Ingólfur played 4 games for Iceland U16, 2 games for Iceland U17 and 3 games for Iceland U19.

===Honours===
- 2. deild karla
  - Runner-up (1): 2007
- 1. deild karla
  - Winners (1): 2009
  - Runner-up (1): 2011
- Nordic Under-17 Football Championship
  - Runner-up (1): 2002

==Musical career==

===Idol===

Ingólfur competed in the third season of the Icelandic Idol in 2005 finishing in 6th place. At that time he played for Fram and that was part of the reason he only managed to play 8 games for Fram.

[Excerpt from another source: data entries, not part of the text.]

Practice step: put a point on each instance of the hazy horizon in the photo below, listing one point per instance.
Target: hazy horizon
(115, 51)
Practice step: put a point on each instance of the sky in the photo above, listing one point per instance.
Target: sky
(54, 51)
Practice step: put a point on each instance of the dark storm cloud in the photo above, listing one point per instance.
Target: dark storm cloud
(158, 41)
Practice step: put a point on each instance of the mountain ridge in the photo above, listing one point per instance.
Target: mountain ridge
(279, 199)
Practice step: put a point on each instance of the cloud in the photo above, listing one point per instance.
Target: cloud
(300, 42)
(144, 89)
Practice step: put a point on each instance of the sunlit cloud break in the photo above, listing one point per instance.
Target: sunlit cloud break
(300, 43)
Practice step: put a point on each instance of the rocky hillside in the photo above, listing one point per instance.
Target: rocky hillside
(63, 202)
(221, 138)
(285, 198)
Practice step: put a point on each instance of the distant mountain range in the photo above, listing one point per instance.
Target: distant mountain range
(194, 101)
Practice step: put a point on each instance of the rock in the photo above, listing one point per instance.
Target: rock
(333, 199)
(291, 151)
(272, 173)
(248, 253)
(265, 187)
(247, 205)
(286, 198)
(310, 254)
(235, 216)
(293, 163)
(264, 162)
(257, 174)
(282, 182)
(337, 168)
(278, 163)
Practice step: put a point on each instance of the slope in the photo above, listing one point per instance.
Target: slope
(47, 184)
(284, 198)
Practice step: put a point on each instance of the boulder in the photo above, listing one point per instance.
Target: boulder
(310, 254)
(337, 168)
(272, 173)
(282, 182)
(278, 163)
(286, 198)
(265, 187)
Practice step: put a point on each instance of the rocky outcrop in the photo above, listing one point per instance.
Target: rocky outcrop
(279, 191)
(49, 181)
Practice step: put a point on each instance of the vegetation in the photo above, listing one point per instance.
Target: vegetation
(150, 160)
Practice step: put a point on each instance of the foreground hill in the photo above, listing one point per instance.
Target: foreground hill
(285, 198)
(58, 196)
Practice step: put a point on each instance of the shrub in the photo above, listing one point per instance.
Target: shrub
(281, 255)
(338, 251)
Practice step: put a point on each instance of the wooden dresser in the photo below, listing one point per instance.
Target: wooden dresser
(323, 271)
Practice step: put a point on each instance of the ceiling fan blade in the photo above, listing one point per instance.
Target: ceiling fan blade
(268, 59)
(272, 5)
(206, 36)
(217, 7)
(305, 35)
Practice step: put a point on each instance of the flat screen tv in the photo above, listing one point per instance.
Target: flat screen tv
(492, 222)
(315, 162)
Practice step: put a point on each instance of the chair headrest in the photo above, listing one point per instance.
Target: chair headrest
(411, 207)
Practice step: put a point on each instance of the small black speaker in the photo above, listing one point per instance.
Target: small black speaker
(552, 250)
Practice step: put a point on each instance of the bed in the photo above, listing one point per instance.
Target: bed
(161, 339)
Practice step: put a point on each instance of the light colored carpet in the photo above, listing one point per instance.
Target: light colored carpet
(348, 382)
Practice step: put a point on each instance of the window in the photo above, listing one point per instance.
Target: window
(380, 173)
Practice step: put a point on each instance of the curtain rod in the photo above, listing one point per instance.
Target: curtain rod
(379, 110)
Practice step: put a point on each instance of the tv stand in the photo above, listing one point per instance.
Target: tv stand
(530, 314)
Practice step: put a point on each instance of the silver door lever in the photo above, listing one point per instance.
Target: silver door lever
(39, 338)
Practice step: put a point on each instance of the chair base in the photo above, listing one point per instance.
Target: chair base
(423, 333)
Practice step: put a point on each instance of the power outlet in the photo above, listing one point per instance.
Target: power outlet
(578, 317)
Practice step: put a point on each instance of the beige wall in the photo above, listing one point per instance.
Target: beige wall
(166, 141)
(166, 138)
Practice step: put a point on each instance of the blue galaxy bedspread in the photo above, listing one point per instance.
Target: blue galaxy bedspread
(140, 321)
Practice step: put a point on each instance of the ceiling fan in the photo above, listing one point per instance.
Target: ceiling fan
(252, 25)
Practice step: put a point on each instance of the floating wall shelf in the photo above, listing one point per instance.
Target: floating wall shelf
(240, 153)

===Ingó og Veðurguðirnir===

In 2008 Ingólfur made up a musical formation called Ingó og Veðurguðirnir. Ingó og Veðurguðirnir are best known for their hit "Bahama". The song stayed at the top of Tónlist, the official Icelandic Singles Chart for 9 consecutive weeks in 2008. Another hit for Ingó og Veðurguðirnir called "Gestalistinn" stayed for 9 weeks at the top of Tónlist charts.

===Solo career===

Ingólfur took part in Söngvakeppni sjónvarpsins in 2009, the 2009 Icelandic selection for Eurovision Song Contest with "Undir regnbogann". He reached the finals but finished second behind "Is It True?" by Jóhanna Guðrún Jónsdóttir. In 2011 Ingólfur released his first solo album called "Ingó" which includes the Ingó og Veðurguðirnir hit "Argentín" as a bonus track. Since then Ingólfur has released couple if hits including "Suðurlandsins eina von", "Sumargleðin", "Valli Reynis", "Gestalistin 2.0", "Kenya" and "Í kvöld er gigg".

==Personal life==

Ingólfur's brother is the Icelandic footballer Guðmundur Þórarinsson who played for New York City in the MLS.

== Controversy ==

From 2013, Ingólfur had been leading the brekkusöngur sing-along at Þjóðhátíð in Vestmannaeyjar and was slated to return in 2021. After a wave of allegations of sexual harassment and assault, backed up by a long line of stories of inappropriate behavior, particularly towards underage girls, the organising committee cancelled his appearance.